Chairman's Blog - November 2012

I was too optimistic in my comments last month when I hoped that placing some large logs along Cannon Hill Lane would prevent Travellers from returning there with their cars and caravans. As residents will know, they did come back twice, and again had to be removed.  It is a pity that the responsible Council officers did not do what many residents and Councillors asked them to do in the first place, which was to block off all possible means of vehicular access by putting logs right along the edge of the Common where it fronts Cannon Hill Lane.
It is very possible that the Travellers might in future seek also to gain access from Parkway. This may have to be prevented by placing some kind of discrete small wooden barriers here too. This would be a great pity visually, but would be better than the alternative.  Residents should be fully consulted on this, before any are installed.
Protection is also needed in the Joseph Hood Recreation Ground, where there is direct access by road from Martin Way.
The Evening Standard reported that London’s best performing high street is Raynes Park, where less than two per cent of the shops are currently unoccupied.   This is 10 per cent up on last year according to a survey that involved researchers visiting more than 500 smaller town high streets across Britain. This has bucked the trend for on line shopping and the low levels of consumer spending, which has decimated some local retail centres.
This success has not happened by accident, but is the result of a great deal of hard work, not least by members of this Association.  There have been a large number of meetings between members of local residents’ associations, and Councillors to work out with the Council a sensitive plan for the whole area. This needed to take into account how best to provide shops, cafes, and business premises that people really want and need.  A large part of the success story is due to the efforts made to remove the advertising hoardings, tidy up the railway embankment, and to provide better pedestrian access around the station.
What remains to be done is to improve the visual appearance of the Approach Road/Grand Drive side of the railway, and a key element of this will be to provide a viable stopping point for cars setting down and picking up rail passengers.  This is not physically possible on the Coombe Lane side.
Further improvements can be made by adjusting the parking controls, so that residents can park for up to 2 hours to use the shops and restaurants, while keeping out commuter traffic.  The Association has recently submitted our proposals to emphasise this, as part of the Council’s overall parking review.

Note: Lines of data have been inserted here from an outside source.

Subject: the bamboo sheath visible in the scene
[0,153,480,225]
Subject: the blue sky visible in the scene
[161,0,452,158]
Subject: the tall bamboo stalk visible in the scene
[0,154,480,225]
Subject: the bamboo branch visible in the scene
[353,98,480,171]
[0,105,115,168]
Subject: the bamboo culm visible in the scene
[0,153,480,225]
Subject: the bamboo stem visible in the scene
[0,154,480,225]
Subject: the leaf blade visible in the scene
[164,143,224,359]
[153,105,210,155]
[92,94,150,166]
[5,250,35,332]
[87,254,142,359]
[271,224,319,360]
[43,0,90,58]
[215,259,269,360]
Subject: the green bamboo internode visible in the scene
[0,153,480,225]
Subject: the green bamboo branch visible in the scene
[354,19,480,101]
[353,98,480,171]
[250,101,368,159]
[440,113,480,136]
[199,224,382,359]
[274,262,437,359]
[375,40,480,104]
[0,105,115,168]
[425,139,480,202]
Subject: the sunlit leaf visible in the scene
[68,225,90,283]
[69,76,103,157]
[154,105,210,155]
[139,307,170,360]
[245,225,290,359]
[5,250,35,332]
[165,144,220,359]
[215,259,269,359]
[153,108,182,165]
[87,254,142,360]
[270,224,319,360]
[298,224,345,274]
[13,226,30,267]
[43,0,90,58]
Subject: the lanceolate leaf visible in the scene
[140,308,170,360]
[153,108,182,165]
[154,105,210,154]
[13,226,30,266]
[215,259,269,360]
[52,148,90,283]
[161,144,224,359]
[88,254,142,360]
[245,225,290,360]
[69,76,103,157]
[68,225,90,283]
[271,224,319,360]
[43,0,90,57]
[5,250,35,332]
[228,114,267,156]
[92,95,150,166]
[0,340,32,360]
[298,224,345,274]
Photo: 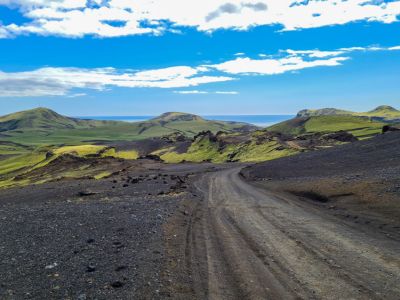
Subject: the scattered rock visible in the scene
[110,280,124,288]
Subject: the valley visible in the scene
[0,109,400,299]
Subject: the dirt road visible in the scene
[186,168,400,299]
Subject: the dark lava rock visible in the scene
[86,264,96,273]
[321,131,358,142]
[382,125,400,133]
[78,191,97,197]
[138,154,164,162]
[110,281,124,288]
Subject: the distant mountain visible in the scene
[150,112,205,122]
[296,108,352,118]
[358,105,400,122]
[0,108,258,145]
[0,108,115,132]
[266,115,385,139]
[296,105,400,123]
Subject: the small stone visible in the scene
[111,280,124,288]
[86,264,96,273]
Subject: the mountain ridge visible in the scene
[296,105,400,123]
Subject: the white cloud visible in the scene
[67,93,87,98]
[206,46,400,75]
[174,90,208,95]
[0,0,400,38]
[209,57,349,75]
[0,43,400,97]
[174,90,239,95]
[0,66,234,97]
[215,91,239,95]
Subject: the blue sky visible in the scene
[0,0,400,116]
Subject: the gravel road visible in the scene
[186,168,400,299]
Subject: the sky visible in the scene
[0,0,400,116]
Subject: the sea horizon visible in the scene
[75,115,295,127]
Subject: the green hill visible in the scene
[266,115,385,139]
[296,105,400,123]
[0,108,256,146]
[358,105,400,122]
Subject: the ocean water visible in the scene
[78,115,294,127]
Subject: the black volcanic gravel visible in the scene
[0,172,184,299]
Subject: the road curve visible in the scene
[186,168,400,299]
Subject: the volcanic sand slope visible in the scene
[242,132,400,230]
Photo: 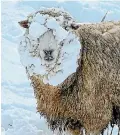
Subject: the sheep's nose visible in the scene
[44,50,53,56]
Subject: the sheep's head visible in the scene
[19,9,81,85]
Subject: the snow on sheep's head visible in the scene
[19,8,81,85]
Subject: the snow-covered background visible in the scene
[1,1,120,135]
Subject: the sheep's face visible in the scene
[39,30,59,65]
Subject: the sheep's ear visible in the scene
[18,20,28,28]
[71,23,80,30]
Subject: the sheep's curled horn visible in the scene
[18,20,29,28]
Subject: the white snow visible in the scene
[1,0,120,135]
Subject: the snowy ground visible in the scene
[1,1,120,135]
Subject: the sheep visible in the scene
[19,7,120,135]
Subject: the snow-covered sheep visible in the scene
[19,8,120,135]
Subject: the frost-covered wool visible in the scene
[18,7,120,135]
[19,9,81,85]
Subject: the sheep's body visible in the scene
[18,8,120,135]
[31,23,120,135]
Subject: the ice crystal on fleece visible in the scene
[19,9,81,85]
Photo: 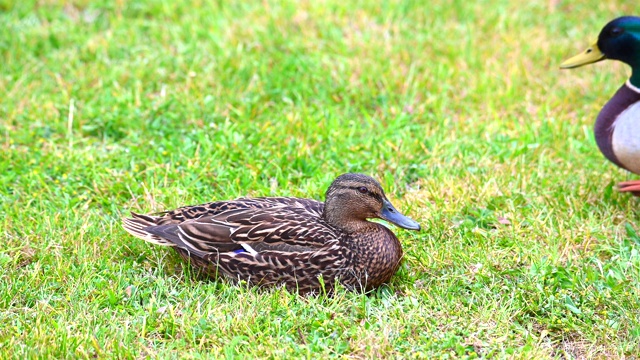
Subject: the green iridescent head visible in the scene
[560,16,640,87]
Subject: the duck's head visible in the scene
[560,16,640,86]
[323,174,420,232]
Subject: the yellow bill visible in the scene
[560,42,605,69]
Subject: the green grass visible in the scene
[0,0,640,358]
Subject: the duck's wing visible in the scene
[123,198,339,257]
[154,197,324,225]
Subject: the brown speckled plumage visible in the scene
[123,174,420,293]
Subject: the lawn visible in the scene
[0,0,640,358]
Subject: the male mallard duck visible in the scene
[560,16,640,196]
[123,174,420,293]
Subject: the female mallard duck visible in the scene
[123,174,420,293]
[560,16,640,196]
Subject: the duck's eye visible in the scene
[609,27,624,36]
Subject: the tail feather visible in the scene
[122,212,176,246]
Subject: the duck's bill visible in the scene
[380,199,420,230]
[560,43,606,69]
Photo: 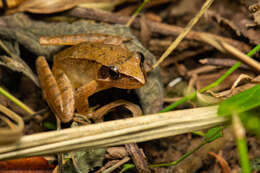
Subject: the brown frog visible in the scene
[36,39,146,123]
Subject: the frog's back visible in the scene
[54,42,131,66]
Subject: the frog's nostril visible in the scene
[137,52,144,67]
[98,66,110,79]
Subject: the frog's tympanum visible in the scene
[36,42,146,123]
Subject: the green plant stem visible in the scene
[160,44,260,112]
[236,138,251,173]
[0,87,35,114]
[149,141,207,168]
[126,0,150,27]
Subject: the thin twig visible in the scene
[0,87,35,115]
[0,104,24,144]
[153,0,214,68]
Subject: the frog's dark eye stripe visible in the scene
[98,66,109,79]
[137,52,144,67]
[108,66,121,80]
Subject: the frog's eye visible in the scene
[137,52,144,67]
[98,66,110,79]
[108,66,121,80]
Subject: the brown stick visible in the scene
[67,7,250,52]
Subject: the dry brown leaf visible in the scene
[7,0,128,14]
[0,157,53,172]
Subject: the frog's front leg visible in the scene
[36,56,75,123]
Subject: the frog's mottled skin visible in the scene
[36,42,146,122]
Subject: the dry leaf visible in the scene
[0,157,53,172]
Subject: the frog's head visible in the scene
[97,52,146,89]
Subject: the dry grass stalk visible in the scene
[0,106,227,160]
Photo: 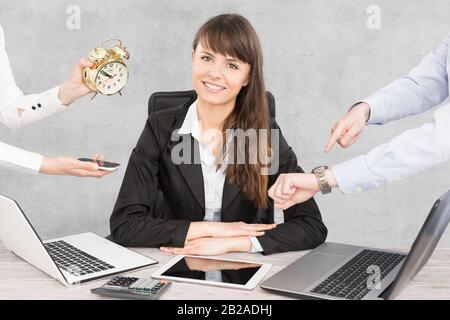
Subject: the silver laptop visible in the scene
[0,195,157,286]
[261,190,450,300]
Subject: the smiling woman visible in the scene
[110,14,327,255]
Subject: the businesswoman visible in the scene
[110,14,327,255]
[0,25,109,178]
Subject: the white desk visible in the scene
[0,242,450,300]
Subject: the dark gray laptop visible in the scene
[261,190,450,300]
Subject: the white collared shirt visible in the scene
[0,25,67,172]
[178,101,264,252]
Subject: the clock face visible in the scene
[95,61,128,95]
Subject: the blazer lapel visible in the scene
[168,134,205,210]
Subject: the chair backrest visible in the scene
[148,90,275,118]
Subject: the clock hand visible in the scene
[100,70,112,79]
[104,74,117,83]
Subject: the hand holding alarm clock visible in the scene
[83,39,130,97]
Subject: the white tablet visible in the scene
[152,255,271,290]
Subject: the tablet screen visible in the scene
[161,257,262,285]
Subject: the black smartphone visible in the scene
[78,158,120,171]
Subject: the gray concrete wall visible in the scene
[0,0,450,247]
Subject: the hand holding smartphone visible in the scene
[78,158,120,171]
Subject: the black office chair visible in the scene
[148,90,275,223]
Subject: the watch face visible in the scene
[95,61,128,95]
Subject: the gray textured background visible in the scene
[0,0,450,247]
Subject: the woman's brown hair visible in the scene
[193,14,270,208]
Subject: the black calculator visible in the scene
[91,276,171,300]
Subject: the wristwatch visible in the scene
[311,166,331,194]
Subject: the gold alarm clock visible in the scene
[83,39,129,96]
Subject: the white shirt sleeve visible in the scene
[332,104,450,193]
[0,141,44,172]
[0,25,66,172]
[0,26,67,128]
[362,37,450,124]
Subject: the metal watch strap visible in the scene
[311,166,331,194]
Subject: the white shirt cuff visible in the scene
[361,94,388,125]
[248,236,264,253]
[0,142,44,172]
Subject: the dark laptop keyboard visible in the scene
[44,240,114,276]
[312,249,406,300]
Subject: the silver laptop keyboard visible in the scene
[311,249,406,300]
[44,240,115,276]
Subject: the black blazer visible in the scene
[110,106,327,254]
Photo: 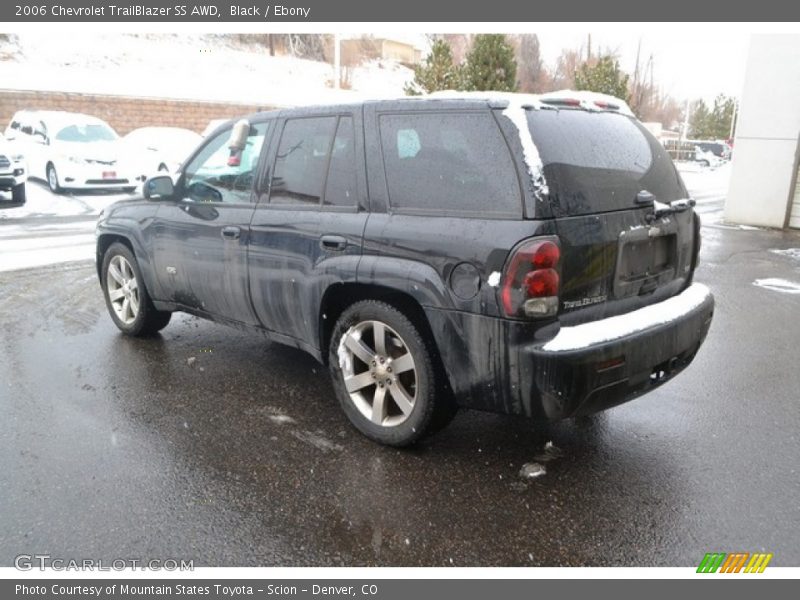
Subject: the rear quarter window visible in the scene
[528,109,687,216]
[380,111,522,216]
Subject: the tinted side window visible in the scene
[184,123,270,203]
[380,112,522,215]
[323,117,356,206]
[270,117,337,204]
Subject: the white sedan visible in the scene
[121,127,203,181]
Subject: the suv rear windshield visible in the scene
[527,109,687,216]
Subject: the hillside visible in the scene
[0,33,413,106]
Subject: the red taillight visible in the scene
[525,269,558,298]
[500,239,561,317]
[531,241,561,269]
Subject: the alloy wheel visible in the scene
[338,321,417,427]
[106,254,139,325]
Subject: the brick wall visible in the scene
[0,90,278,135]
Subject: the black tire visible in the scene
[11,183,25,205]
[100,242,172,337]
[47,164,64,194]
[328,300,455,447]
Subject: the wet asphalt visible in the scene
[0,221,800,566]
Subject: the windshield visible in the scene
[527,109,687,215]
[55,123,118,142]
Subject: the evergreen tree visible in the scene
[464,34,517,92]
[689,94,736,140]
[405,40,463,96]
[575,56,628,102]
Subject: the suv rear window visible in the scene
[527,109,687,216]
[380,112,522,216]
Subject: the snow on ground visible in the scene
[675,162,731,225]
[0,32,414,106]
[0,220,95,272]
[0,180,130,224]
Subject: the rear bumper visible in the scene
[426,284,714,421]
[0,169,28,190]
[521,284,714,420]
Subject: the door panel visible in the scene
[154,117,270,325]
[249,109,367,349]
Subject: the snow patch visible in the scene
[503,101,550,200]
[753,277,800,294]
[542,283,712,352]
[539,90,635,117]
[770,248,800,260]
[519,463,547,479]
[269,415,297,425]
[291,431,344,454]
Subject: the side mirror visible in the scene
[142,175,175,200]
[186,181,222,203]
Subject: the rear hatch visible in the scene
[527,108,696,325]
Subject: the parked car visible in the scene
[97,94,714,446]
[0,133,28,206]
[695,141,731,161]
[5,110,136,194]
[694,144,725,168]
[122,127,203,181]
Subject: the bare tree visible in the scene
[509,33,547,93]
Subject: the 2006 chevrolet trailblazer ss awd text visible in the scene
[97,92,714,446]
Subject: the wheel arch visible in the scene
[95,233,136,279]
[319,283,439,364]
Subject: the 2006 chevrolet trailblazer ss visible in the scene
[97,92,714,446]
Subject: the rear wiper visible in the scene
[636,190,696,219]
[653,198,696,218]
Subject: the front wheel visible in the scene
[47,165,64,194]
[101,242,172,336]
[329,300,449,446]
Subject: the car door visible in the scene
[153,121,271,325]
[249,108,367,350]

I mentioned last week that Stephen Hammond MP has been appointed as a Minister in the Transport Department.  He is now responsible, among other things, for Road Safety. It may be of some general interest to note that two members of the Cabinet started off their political careers as members of Merton Council, representing areas in Wimbledon. Theresa May, who has been Home Secretary since the start of the coalition government, was formerly deputy leader of Merton, and Chris Grayling, the new Justice Secretary, was a Councillor in Dundonald Ward for some years.